At the same time, we found that, even in case of these weak oxidative perturbations, the rate constant of HyPer reduction $k_{rd}$, which is determined by the interaction of oxidized sensor with thiol-reducing species, such as glutaredoxins and/or thioredoxins, is clearly influenced by the extracellularly added H₂O₂. In fact, the character of this dependence indicates that in H₂O₂-exposed cells, HyPer reduction cannot be considered as a reaction of pseudo-first order, and its rate is dependent on the level of reduced HyPer-interacting enzymes, which may be depleted after H₂O₂ exposure.
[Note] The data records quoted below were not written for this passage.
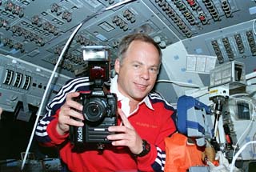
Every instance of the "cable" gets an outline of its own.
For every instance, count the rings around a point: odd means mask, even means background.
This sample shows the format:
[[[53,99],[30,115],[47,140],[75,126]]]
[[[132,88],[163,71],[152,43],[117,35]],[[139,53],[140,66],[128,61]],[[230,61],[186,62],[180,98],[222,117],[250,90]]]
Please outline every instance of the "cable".
[[[233,152],[233,158],[234,158],[234,156],[235,150],[236,150],[236,148],[238,147],[238,144],[239,143],[239,142],[241,141],[241,139],[243,138],[243,136],[246,134],[246,133],[247,133],[247,131],[248,131],[248,130],[250,128],[253,122],[254,122],[253,119],[251,119],[251,120],[250,121],[250,123],[249,123],[248,126],[246,127],[246,129],[245,130],[245,131],[242,134],[242,135],[241,135],[240,138],[238,138],[238,142],[237,142],[236,144],[234,145],[234,152]]]
[[[78,26],[75,28],[75,30],[73,31],[72,34],[70,35],[70,38],[67,40],[66,43],[65,44],[65,46],[64,48],[62,49],[62,51],[58,59],[58,62],[56,62],[56,65],[54,66],[54,69],[50,75],[50,78],[48,81],[48,83],[47,83],[47,86],[46,86],[46,90],[44,92],[44,94],[42,98],[42,103],[40,104],[40,106],[39,106],[39,110],[38,110],[38,112],[37,114],[37,118],[36,118],[36,120],[34,122],[34,128],[33,128],[33,130],[32,130],[32,133],[31,133],[31,136],[30,136],[30,142],[28,143],[28,146],[26,147],[26,153],[25,153],[25,155],[24,155],[24,158],[22,160],[22,168],[21,168],[21,170],[23,170],[24,168],[24,166],[25,166],[25,163],[26,163],[26,158],[27,158],[27,155],[28,155],[28,153],[29,153],[29,150],[30,149],[30,146],[31,146],[31,144],[32,144],[32,141],[33,141],[33,138],[34,138],[34,132],[35,132],[35,130],[36,130],[36,127],[37,127],[37,125],[38,125],[38,122],[39,121],[39,117],[40,117],[40,114],[41,114],[41,111],[42,110],[42,106],[44,105],[44,102],[45,102],[45,99],[46,99],[46,94],[48,93],[48,90],[50,89],[50,86],[51,84],[51,82],[53,80],[53,78],[55,74],[55,72],[57,70],[57,68],[58,66],[58,64],[60,63],[60,62],[62,61],[62,57],[66,52],[66,50],[67,49],[68,46],[70,45],[70,42],[73,40],[74,35],[77,34],[77,32],[78,31],[78,30],[82,27],[82,26],[88,22],[89,20],[90,20],[91,18],[93,18],[94,17],[98,15],[98,14],[102,14],[103,12],[105,11],[107,11],[107,10],[110,10],[114,7],[117,7],[117,6],[119,6],[122,4],[125,4],[125,3],[127,3],[127,2],[133,2],[134,0],[125,0],[125,1],[122,1],[122,2],[119,2],[116,4],[114,4],[113,6],[110,6],[104,10],[99,10],[98,12],[95,13],[95,14],[93,14],[92,15],[87,17],[86,19],[84,19],[79,25],[78,25]],[[136,0],[135,0],[136,1]]]
[[[230,167],[230,172],[233,172],[234,163],[239,154],[246,149],[246,147],[250,144],[256,144],[256,141],[250,141],[249,142],[246,142],[244,146],[241,147],[241,149],[238,150],[238,152],[234,155],[234,158],[232,159],[231,167]]]
[[[171,80],[162,79],[162,80],[158,80],[157,82],[169,82],[169,83],[173,83],[173,84],[179,86],[190,87],[190,88],[200,88],[200,86],[196,85],[196,84],[176,82],[176,81],[171,81]]]

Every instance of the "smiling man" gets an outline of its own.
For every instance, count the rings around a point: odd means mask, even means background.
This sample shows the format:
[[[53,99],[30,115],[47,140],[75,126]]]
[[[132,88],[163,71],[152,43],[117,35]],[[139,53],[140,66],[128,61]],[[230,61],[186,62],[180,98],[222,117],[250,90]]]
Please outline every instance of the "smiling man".
[[[164,138],[176,127],[175,110],[152,92],[162,61],[158,44],[145,34],[126,36],[118,46],[110,92],[118,98],[118,125],[108,130],[111,144],[99,152],[93,143],[74,151],[68,140],[70,126],[83,126],[82,105],[74,101],[78,91],[86,90],[88,78],[76,78],[64,86],[47,106],[36,134],[46,146],[62,146],[60,155],[71,171],[163,171]]]

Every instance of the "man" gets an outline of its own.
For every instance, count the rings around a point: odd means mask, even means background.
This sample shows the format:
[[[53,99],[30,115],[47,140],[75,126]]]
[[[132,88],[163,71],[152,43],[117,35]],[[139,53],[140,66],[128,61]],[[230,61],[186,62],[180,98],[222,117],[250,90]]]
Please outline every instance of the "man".
[[[38,126],[38,141],[46,146],[61,145],[61,158],[71,171],[163,170],[164,138],[176,127],[174,110],[158,94],[150,93],[159,72],[161,50],[149,36],[135,34],[122,39],[118,55],[110,92],[118,97],[118,125],[109,127],[115,134],[107,136],[111,144],[102,153],[91,145],[75,152],[68,140],[70,126],[84,125],[73,119],[84,120],[79,112],[82,105],[74,98],[88,87],[88,78],[64,86]]]

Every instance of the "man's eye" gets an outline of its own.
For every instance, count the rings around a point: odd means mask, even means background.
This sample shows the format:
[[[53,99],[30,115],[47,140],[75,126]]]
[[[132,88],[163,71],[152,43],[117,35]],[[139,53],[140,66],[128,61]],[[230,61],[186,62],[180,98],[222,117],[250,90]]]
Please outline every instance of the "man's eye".
[[[139,66],[138,66],[138,65],[134,65],[134,68],[138,68]]]
[[[158,69],[155,67],[150,68],[151,72],[158,72]]]

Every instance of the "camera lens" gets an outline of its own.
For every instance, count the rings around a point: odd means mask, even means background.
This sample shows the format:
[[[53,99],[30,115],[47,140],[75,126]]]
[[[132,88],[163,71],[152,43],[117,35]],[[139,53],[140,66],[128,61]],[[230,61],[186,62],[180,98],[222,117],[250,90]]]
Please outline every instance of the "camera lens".
[[[84,105],[83,114],[90,122],[98,122],[106,114],[106,105],[98,98],[91,98]]]

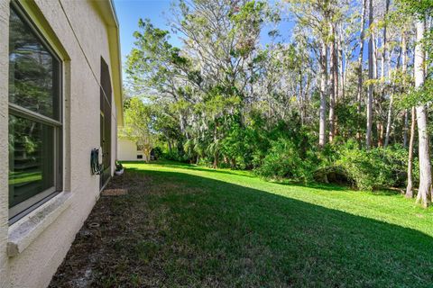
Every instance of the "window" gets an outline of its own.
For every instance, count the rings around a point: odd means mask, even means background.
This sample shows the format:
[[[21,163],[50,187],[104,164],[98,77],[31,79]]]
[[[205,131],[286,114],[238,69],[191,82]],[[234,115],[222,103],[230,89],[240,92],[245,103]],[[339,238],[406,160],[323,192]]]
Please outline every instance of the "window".
[[[100,176],[99,187],[102,188],[111,177],[111,80],[108,65],[101,57],[100,101],[100,137],[102,147],[103,173]]]
[[[9,218],[13,222],[61,190],[61,65],[14,4],[9,21]]]

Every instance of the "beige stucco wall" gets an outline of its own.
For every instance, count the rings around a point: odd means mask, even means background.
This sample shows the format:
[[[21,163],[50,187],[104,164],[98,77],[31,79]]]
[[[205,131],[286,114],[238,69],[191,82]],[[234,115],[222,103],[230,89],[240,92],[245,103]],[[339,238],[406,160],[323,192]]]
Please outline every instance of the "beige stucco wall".
[[[34,3],[33,6],[40,10],[36,16],[42,16],[50,25],[48,31],[54,33],[46,36],[53,38],[53,43],[58,41],[60,47],[55,49],[64,53],[63,183],[65,190],[71,194],[71,204],[23,252],[12,257],[7,256],[8,231],[14,229],[7,223],[8,75],[7,69],[3,68],[8,67],[7,40],[4,40],[8,39],[9,0],[0,0],[0,287],[46,287],[99,194],[99,176],[90,174],[89,156],[100,143],[101,56],[110,69],[112,66],[106,25],[94,4],[85,0]],[[110,74],[113,75],[111,71]],[[116,158],[116,102],[119,103],[118,99],[112,101],[113,169]]]
[[[137,155],[143,155],[143,159],[138,159]],[[142,151],[137,151],[137,145],[125,139],[117,140],[117,158],[120,161],[144,161],[146,159]]]
[[[8,147],[7,147],[7,98],[8,98],[8,73],[6,68],[9,62],[6,51],[8,49],[9,9],[8,3],[0,0],[0,287],[6,287],[8,284],[8,257],[6,255],[7,241],[7,173],[8,173]]]

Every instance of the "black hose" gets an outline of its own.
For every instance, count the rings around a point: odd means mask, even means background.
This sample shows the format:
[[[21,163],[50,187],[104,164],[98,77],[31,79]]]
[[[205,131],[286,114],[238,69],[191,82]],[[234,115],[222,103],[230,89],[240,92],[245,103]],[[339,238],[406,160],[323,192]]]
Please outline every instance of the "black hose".
[[[99,164],[99,149],[93,148],[90,152],[90,168],[93,175],[100,175],[103,171],[103,165]]]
For instance, recent theoretical considerations have shown that depletion of the reduced form of glutaredoxin can affect HyPer oxidation after a bolus exposure of HeLa cells to 20 μM of H₂O₂ [21]. In addition, we suggest that the level of reduced thioredoxins can also be lowered in the H₂O₂-exposed cells due to the massive reduction of oxidized peroxiredoxins [22]. Calibration of $k_{rd}$ with the use of external peroxide enables quantification of the basal H₂O₂ levels (Eq. (6)).
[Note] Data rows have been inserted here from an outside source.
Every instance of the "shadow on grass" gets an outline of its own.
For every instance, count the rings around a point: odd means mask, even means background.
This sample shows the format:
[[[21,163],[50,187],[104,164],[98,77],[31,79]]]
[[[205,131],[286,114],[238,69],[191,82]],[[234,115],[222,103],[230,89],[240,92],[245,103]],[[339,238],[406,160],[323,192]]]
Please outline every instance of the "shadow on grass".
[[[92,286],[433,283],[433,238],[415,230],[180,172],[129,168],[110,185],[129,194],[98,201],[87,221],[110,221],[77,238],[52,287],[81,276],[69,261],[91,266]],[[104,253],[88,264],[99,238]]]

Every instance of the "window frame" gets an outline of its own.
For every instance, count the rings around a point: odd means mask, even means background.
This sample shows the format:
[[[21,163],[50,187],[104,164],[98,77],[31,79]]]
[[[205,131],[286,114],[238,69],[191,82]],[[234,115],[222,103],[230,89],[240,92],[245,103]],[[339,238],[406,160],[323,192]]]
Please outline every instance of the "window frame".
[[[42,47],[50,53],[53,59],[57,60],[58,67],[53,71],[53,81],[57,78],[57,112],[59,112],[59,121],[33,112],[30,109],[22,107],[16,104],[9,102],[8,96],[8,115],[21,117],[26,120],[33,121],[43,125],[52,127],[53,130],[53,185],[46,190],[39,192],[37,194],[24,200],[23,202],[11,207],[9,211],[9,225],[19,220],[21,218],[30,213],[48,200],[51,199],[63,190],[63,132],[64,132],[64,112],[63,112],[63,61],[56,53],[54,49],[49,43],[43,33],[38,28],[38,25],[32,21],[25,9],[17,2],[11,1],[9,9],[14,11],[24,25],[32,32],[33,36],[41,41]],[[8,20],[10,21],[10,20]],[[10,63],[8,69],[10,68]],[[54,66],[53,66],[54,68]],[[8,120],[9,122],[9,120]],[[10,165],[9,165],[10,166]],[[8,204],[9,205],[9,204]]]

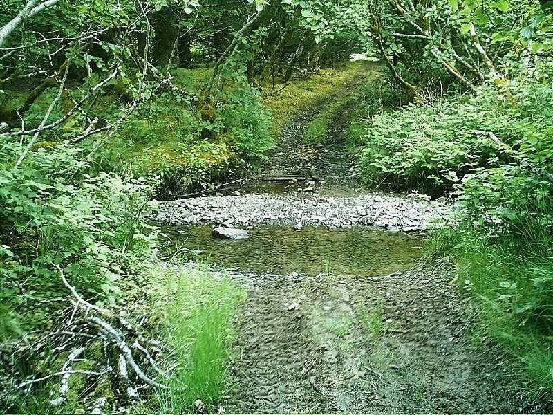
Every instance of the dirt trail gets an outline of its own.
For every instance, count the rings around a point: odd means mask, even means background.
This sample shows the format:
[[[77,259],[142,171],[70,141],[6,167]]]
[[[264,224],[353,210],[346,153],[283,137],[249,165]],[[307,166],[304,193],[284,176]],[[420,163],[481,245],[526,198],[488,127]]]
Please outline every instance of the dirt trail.
[[[523,411],[446,273],[283,275],[250,282],[233,413]]]
[[[350,93],[361,80],[353,77],[335,93]],[[332,96],[298,113],[265,172],[316,174],[330,183],[330,194],[344,182],[356,187],[347,178],[349,160],[337,154],[348,122],[340,117],[350,111],[352,101],[335,116],[328,142],[302,142],[308,123]],[[324,191],[319,187],[316,193]],[[467,340],[469,309],[451,273],[439,265],[421,261],[408,273],[388,275],[293,273],[241,278],[249,297],[235,347],[227,412],[529,410],[509,392],[493,353]]]

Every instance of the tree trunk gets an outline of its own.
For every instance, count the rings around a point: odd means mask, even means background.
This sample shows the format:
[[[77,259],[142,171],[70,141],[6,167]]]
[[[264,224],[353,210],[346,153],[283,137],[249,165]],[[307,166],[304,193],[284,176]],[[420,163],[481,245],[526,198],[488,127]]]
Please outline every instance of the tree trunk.
[[[259,80],[261,85],[265,85],[269,82],[273,68],[276,65],[279,58],[282,55],[284,48],[294,37],[294,32],[295,32],[295,28],[294,28],[291,24],[288,24],[286,26],[286,29],[284,30],[282,37],[281,37],[280,42],[279,42],[279,44],[276,45],[272,55],[271,55],[271,57],[267,61],[267,64],[265,65],[265,68],[263,68],[261,72]]]
[[[321,42],[317,44],[315,50],[311,54],[309,59],[309,66],[308,69],[310,71],[317,71],[319,69],[319,61],[321,60],[321,57],[324,53],[324,50],[326,48],[326,42]]]
[[[301,39],[299,40],[299,43],[298,44],[298,47],[296,48],[296,52],[290,58],[288,61],[288,65],[286,66],[286,73],[284,75],[284,77],[282,78],[281,82],[284,84],[288,82],[290,80],[290,78],[292,77],[292,75],[294,74],[294,67],[296,64],[296,62],[297,61],[298,58],[301,56],[301,54],[303,53],[303,47],[306,45],[306,41],[309,38],[311,35],[311,29],[306,29],[303,31],[303,34],[301,35]]]
[[[156,33],[153,39],[153,64],[167,66],[171,60],[178,36],[177,15],[172,8],[164,7],[153,15],[152,26]]]
[[[192,52],[190,50],[190,38],[184,36],[178,40],[178,66],[188,68],[192,63]]]

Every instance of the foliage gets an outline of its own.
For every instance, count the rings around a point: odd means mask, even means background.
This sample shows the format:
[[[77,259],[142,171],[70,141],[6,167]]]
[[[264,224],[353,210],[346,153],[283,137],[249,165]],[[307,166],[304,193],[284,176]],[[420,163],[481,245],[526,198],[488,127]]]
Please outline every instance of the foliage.
[[[171,389],[158,393],[162,413],[214,412],[229,386],[233,319],[245,290],[204,266],[169,270],[158,282],[156,307],[167,315],[165,336],[179,365]]]
[[[55,145],[37,148],[17,169],[23,146],[0,145],[2,298],[19,311],[64,292],[52,264],[62,265],[88,297],[113,302],[129,267],[153,253],[140,218],[143,180],[94,173],[81,149]]]

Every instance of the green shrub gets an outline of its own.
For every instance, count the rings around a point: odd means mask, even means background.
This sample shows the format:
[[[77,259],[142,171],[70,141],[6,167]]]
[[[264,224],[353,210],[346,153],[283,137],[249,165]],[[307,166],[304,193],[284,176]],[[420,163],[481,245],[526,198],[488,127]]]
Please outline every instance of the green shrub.
[[[140,217],[144,180],[92,174],[82,150],[65,145],[39,147],[14,169],[23,149],[0,143],[1,297],[32,306],[25,295],[64,296],[53,265],[59,264],[85,297],[114,301],[137,256],[154,252],[155,235],[147,236],[151,231]],[[47,308],[30,317],[40,321]]]

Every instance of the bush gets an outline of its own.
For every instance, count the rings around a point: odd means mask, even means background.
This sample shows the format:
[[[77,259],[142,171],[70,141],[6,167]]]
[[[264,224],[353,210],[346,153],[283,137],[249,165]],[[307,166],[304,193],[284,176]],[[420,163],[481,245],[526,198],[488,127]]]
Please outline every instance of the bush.
[[[476,97],[411,104],[377,115],[362,137],[360,163],[365,181],[439,194],[467,174],[510,163],[510,150],[539,151],[536,145],[543,147],[550,131],[536,125],[541,122],[537,120],[550,114],[547,105],[530,109],[532,98],[523,98],[521,86],[514,82],[501,88],[487,85]],[[532,89],[534,95],[544,95],[543,102],[550,102],[545,96],[547,88]],[[537,111],[536,121],[529,118],[532,111]],[[548,157],[539,154],[544,160]]]
[[[148,200],[144,180],[93,173],[81,149],[55,146],[30,152],[15,169],[24,146],[0,143],[1,297],[18,304],[15,310],[32,307],[28,296],[66,292],[53,264],[86,297],[113,302],[116,282],[137,257],[154,252],[153,236],[147,236],[151,231],[140,217]],[[35,322],[41,313],[48,307],[32,315]]]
Given the simplicity of the approach elaborated in our study, inaccuracies in the H₂O₂ quantification can occur due to the potential saturation of HyPer signal under the conditions of heavy oxidation, possible uncertainty in the signal calibration with the use of high doses of DTT and H2O2, as well as the simplicity of the kinetic model used. Having all this in mind, we suggest to consider the obtained estimates of the H₂O₂ gradient and the average basal H₂O₂ level in the cytosol of K562 cells as an approximate values, which nonetheless significantly restrict the range of possible assessments.
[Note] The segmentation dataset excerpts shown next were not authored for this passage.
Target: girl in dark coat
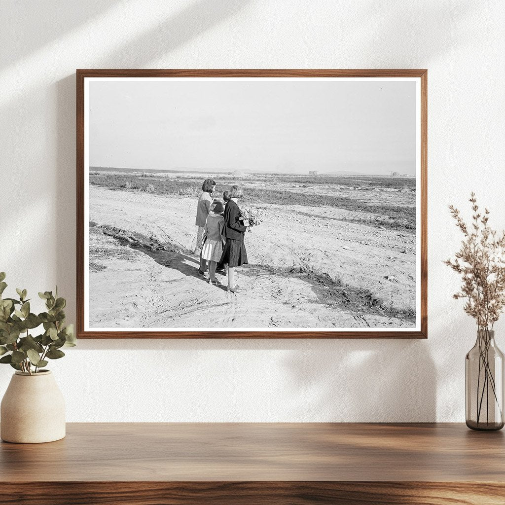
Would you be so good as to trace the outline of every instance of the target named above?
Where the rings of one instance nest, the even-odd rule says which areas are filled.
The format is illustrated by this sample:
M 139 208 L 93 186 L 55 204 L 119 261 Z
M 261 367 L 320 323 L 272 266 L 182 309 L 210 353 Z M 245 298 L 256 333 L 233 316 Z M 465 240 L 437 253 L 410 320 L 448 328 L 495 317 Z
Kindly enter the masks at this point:
M 228 290 L 238 293 L 243 290 L 235 284 L 235 269 L 246 265 L 247 254 L 244 245 L 244 234 L 248 228 L 247 222 L 242 223 L 240 219 L 240 210 L 237 200 L 243 196 L 243 192 L 238 186 L 232 186 L 228 196 L 230 199 L 224 209 L 225 236 L 226 243 L 223 250 L 220 263 L 228 264 Z

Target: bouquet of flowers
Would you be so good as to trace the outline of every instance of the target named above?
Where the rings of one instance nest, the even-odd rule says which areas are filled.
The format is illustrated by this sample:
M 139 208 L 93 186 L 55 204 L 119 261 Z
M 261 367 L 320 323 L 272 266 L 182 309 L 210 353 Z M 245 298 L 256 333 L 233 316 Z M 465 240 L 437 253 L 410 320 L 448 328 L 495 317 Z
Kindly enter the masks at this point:
M 260 207 L 248 207 L 240 212 L 240 219 L 246 226 L 257 226 L 263 222 L 264 210 Z

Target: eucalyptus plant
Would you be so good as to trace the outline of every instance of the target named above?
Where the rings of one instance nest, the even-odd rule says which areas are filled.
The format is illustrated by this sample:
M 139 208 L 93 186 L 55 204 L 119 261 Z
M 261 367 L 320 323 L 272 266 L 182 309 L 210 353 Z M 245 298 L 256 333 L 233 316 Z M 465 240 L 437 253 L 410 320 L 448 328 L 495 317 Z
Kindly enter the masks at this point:
M 62 347 L 75 345 L 74 325 L 65 326 L 67 302 L 58 297 L 57 287 L 54 295 L 50 291 L 38 293 L 47 312 L 35 314 L 30 312 L 31 298 L 27 297 L 26 289 L 16 289 L 19 298 L 2 297 L 7 287 L 5 277 L 5 273 L 0 272 L 0 363 L 31 375 L 49 360 L 63 358 Z M 41 325 L 43 333 L 33 336 Z

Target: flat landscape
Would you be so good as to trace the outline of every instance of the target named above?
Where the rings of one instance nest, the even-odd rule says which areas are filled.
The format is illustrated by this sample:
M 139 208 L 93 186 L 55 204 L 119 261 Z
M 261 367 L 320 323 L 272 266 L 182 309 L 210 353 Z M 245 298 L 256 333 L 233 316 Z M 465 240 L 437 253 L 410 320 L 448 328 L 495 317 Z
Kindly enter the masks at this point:
M 242 209 L 265 209 L 239 294 L 192 254 L 207 176 L 216 197 L 238 183 Z M 89 182 L 92 328 L 415 326 L 414 178 L 91 168 Z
In conclusion, we proposed a method for absolute quantification of H₂O₂ within the cell that is based on the use of genetically encoded H₂O₂ biosensor HyPer. By applying this method to K562 cells, we have estimated the gradient between the extracellular and intracellular level of exogenous H₂O₂ in cells exposed to the micromolar doses of oxidant (${{\left[H_2{O}_2\right]}_{ex}/\left[H_2{O}_2\right]}_{addin}=390\pm 40$), as well as the average level of H₂O₂ in the cytosol of undisturbed cells (${\left[H_2{O}_2\right]}_{basal}=2.2\pm 0.4nM$). The method can be extended to other H₂O₂-sensitive redox probes or to procedures in which, rather than adding external peroxide, intracellular production of peroxide is triggered, providing a tool to quantitate not only basal H₂O₂ concentration, but also the concentration of peroxide build up in the vicinity of redox probes.

Disclosures

The authors have no conflict of interest.